To avoid a bear trap, you should learn to identify it early on. As the prices start to grow, short sellers have to close their positions not to lose much. This moment when bears cover positions and bulls increasingly buy the asset is the switch point where bears can minimize their losses and prevent losing all in a bear trap.  

In many cases, fundamentals are to blame for the emergence of bear traps. The tech analysis can indicate a decent uptrend, but then the news hits in and creates a price decline for a while. For instance, news about the company behind the asset can make people doubt and trigger a temporary price decline. So it’s better to check the news feed if you see a sudden price decline, not confirmed by tech indicators. Probably, you are dealing with a bear trap. Use tech indicators (e.g., RSI) to exclude a bear trap. Candlestick patterns play the same role. They can confirm or disprove the upcoming trend reversal. Bearish engulfing, evening star and other patterns can help you to predict if the uptrend is about to finish. 
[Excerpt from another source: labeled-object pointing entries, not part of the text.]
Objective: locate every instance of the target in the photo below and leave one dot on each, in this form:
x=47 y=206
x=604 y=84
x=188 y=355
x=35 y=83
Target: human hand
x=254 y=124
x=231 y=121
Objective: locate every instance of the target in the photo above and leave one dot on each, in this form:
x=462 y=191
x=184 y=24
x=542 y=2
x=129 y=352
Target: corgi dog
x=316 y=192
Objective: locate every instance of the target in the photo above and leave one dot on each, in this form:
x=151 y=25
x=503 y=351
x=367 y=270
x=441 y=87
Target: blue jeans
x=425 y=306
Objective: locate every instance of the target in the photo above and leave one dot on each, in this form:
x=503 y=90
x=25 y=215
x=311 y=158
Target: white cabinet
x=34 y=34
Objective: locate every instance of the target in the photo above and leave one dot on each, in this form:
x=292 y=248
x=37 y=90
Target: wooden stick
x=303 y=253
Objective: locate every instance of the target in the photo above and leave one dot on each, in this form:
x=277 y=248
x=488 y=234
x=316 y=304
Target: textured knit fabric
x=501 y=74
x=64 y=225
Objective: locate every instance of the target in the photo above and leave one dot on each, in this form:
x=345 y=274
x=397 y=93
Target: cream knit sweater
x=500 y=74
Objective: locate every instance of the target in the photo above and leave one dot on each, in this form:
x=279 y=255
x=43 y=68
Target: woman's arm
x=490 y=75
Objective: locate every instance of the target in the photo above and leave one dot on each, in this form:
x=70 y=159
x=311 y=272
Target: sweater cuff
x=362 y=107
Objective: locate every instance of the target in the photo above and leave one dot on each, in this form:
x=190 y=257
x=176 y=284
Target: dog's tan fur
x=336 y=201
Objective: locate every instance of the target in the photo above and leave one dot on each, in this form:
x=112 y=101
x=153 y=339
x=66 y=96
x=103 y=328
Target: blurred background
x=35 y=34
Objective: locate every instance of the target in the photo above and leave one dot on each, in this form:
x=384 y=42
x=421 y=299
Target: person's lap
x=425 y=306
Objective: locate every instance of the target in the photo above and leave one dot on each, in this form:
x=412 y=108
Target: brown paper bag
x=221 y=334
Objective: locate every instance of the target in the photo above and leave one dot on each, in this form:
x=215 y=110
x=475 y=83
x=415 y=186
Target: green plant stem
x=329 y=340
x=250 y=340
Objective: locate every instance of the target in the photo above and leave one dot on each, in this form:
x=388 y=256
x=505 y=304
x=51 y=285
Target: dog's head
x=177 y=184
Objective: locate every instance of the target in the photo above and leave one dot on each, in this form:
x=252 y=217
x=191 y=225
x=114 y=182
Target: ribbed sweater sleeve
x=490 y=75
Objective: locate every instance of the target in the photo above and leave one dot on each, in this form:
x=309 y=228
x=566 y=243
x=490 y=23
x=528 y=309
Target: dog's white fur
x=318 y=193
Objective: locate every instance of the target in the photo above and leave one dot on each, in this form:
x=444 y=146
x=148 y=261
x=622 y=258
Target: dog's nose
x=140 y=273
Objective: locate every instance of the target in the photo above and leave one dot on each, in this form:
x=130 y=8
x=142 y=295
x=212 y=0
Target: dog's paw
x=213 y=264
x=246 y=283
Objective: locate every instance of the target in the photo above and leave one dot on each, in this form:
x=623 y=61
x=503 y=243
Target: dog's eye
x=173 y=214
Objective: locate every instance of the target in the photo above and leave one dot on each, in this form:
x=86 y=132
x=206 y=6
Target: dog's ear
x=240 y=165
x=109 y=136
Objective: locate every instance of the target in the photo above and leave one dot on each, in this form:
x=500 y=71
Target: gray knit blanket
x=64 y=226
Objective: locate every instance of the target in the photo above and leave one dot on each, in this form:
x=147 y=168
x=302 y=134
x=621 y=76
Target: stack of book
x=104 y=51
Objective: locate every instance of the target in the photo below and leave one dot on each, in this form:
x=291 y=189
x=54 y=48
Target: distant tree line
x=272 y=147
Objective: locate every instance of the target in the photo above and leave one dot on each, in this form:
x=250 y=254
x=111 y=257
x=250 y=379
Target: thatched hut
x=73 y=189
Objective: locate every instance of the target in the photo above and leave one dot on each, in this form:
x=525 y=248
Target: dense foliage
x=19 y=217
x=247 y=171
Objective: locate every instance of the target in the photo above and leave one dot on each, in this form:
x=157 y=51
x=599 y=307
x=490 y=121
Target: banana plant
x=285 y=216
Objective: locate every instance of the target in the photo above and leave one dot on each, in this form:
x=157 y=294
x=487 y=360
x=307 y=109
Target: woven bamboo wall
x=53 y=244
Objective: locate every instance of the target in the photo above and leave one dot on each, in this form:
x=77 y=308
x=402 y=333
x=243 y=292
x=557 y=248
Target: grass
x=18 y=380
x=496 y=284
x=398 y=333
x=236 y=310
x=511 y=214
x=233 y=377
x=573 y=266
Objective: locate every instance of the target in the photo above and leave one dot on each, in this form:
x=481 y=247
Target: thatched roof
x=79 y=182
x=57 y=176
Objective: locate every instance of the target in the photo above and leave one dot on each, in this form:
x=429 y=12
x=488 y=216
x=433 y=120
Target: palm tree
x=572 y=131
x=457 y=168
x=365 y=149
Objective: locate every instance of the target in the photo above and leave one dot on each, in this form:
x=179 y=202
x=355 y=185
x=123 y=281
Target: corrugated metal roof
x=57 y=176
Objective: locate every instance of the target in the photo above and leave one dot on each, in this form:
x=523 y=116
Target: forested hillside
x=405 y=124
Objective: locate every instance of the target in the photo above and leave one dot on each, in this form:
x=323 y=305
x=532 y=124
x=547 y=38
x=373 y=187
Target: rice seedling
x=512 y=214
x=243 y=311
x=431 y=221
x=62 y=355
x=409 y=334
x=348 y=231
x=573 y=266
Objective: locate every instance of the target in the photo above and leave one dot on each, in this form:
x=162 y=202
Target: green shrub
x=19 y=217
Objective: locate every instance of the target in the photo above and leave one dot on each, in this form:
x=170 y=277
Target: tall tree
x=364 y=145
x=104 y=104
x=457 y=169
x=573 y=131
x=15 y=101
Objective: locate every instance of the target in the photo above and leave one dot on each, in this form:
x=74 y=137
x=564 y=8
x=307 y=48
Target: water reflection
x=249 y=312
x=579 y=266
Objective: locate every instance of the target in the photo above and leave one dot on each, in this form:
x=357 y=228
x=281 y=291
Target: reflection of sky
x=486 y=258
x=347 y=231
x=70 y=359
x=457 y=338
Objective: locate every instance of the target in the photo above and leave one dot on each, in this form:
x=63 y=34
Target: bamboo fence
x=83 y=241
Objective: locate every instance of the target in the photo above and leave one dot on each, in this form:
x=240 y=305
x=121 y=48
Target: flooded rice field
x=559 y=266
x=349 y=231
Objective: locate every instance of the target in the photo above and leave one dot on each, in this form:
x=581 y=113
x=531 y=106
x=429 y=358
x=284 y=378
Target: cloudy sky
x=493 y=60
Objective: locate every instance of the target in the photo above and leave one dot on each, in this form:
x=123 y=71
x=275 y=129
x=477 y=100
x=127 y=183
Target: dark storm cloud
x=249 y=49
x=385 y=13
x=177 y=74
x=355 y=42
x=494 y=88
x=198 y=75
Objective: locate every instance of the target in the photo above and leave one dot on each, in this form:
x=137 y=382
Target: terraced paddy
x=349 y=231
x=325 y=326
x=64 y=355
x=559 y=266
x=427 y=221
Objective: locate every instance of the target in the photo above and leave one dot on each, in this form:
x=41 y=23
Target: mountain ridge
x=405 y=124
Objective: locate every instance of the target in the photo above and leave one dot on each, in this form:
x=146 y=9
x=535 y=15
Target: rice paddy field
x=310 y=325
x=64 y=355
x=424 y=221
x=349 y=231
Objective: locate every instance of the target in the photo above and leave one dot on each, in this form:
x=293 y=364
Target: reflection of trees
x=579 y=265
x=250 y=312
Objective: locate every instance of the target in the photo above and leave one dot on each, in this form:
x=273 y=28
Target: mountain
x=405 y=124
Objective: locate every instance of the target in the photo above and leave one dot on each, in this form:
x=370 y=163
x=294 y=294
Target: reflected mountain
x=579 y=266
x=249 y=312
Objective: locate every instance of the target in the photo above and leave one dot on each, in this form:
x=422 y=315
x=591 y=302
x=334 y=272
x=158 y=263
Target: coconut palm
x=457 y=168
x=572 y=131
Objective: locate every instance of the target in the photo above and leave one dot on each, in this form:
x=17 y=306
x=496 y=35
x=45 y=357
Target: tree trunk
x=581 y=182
Other tips include paying attention to a trading volume and using stop orders. If you see that the trading volume is not that big, it can be interpreted that the forming bearish reversal is a short-term correction, and soon bulls will dominate again. As for stop orders, you can protect your funds from high losses, as your short positions will automatically terminate if the price goes in the wrong direction. 

Finally, to minimize losses, you can jump in the bulls wagon for a while and post long positions before the price gets too high. You will sell off an asset later and get good returns.

Bull Trap

As you have probably guessed, a bear trap is mirrored by a bull trap, a pattern in the downtrend that lures bulls with a false bullish signal. Bulls see that an asset of interest begins to gain price and rush to invest in it as long as it is relatively cheap. They think the asset will soon become more expensive, so that they will sell it at a high price. 

However, what happens next is quite the opposite of what they expect. The price stops to gain price and goes down, leaving all impatient bulls with an asset they have just bought at an inadequately high price.

As you can see, a bull trap is a kind of inverted bear trap. The logic behind the notion is very similar.


Now, let’s recap everything we have told you above. Bear trap takes place in an uptrend and looks like a trend reversal formation. Bears activate and post short positions, but soon buyers push harder, and the uptrend continues leaving bears without profits and even causing severe damages. 

Often bear traps sort of contradict the forecasts based on tech analysis as they are triggered by some news. That’s why tech analysis can be more reliable than fundamentals. Of course, it’s better to combine these tools. 

To avoid bear traps, you should pay attention to unexpected price changes that contradict the tech indicators. If the trading volume is low, the chances of an actual trend reversal are negligible. You can always protect your investment using stop orders, other candlestick patterns, tech indicators, and posting long positions when necessary.